Here is an example. Say your script was just literally hello = 'Hello World'
. The lexer would generate the following tokens:
IDENT, hello
ASSIGN, =
STRING, 'Hello World!'
So here we can see that we have a naked string “hello”, then an assignment “=”, and a string “Hello World!” at the bottom. Also, note that each token can have one or more characters.
Logically since some tokens have values they must mean something. This is where I opted to represent basic types. There is a different type of token for each of Boolean, Lambda, Nil, Number, String, and Table. Some of these imply recursion, we might come back to this.
Don’t be thinking too far ahead now, we still don’t know what to do with these tokens. All we have done is turn this complicated series of characters into a horribly verbose mess. We are working backward!
Well, not really.

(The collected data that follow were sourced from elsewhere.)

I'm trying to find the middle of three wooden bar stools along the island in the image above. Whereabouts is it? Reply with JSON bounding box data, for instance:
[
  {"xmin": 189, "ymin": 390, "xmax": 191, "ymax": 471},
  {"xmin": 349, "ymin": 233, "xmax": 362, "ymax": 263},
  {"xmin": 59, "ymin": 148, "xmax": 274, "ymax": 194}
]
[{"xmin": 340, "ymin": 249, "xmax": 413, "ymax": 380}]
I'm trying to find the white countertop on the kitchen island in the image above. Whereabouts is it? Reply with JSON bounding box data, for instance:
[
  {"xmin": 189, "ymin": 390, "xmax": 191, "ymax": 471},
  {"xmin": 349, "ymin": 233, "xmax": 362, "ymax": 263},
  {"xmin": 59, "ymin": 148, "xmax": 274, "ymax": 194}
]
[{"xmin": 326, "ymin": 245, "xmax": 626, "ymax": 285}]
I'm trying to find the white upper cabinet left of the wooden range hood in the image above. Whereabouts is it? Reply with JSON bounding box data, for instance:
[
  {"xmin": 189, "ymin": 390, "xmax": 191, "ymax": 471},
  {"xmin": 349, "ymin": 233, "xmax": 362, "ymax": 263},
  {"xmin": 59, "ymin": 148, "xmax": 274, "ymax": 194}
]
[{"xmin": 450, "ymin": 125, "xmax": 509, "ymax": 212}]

What we have done is define the language we can work with. The language itself does not mean anything, but the important thing is now that we have a language we can express it.
The Abstract Syntax Tree
Let’s just call it AST for short, ok?
Think back on what we are trying to do. We want a programming language where we can describe instructions on how to perform a task. If you missed the importance of the middle part in that last sentence I won’t hold it against you, it went by quickly.
"describe instructions"
As in, multiple instructions. What do we do now? Well, we start the process of writing instructions.
What is an instruction? Well logically if you want to give an instruction, you might want a certain value to be return ed. You might also want the instruction to be performed, but the response could be irrelevant and void. Hey, look, instructions!
The job of the AST compiler is to take our dictionary and form an idea from a sequence of tokens. We now get to describe the possible ideas. It seems to me that in a broad stroke there are two types of AST-Tokens: Expressions and Statements.
An Expression is something that means something, it represents “something.” A statement will act in control flow, allowing for different actions to be taken depending on an expression’s value, but themselves are void.
For example, things like a function definition, a function application, variables, variable offsets, etc are all expressions. Things like conditionals and loops would be statements.
So now we have a system that will use an application of a dictionary to input words, a system that takes those words and turns them into ideas, it feels like we are close!
The Parser
The parser is where all the real magic happens. To extend the metaphors above, the parser turns ideas into actions. It does its work by iterating over the AST nodes and “executing” them in order.
There are a few intermediate steps that I am going to gloss over. In short, while the AST compiler is stateful recursively within (and not between) nodes, the Parser needs to be stateful between nodes. Managing this state is delegated to an external Environment class, that holds all the defined variables during execution flow.
During node iteration, there is a check to see what type of node we are working with. If it is a “Return Expression” then return the result of the expression, if it is an assignment then write a variable to the environment, and so on.
The one special case is if it is a statement. Remember that statements are void, but direct execution flow. The job of a statement is that when parsed, it yields additional AST nodes to be executed in the current context. For example, a “while” statement will continue to yield its body until its condition turns false.
Do this enough and you now have the basics of a programming language. At this point everything is pretty mathematically pure, there is no way to really get information in or out and interact with the real world. That will all have to come in a future update!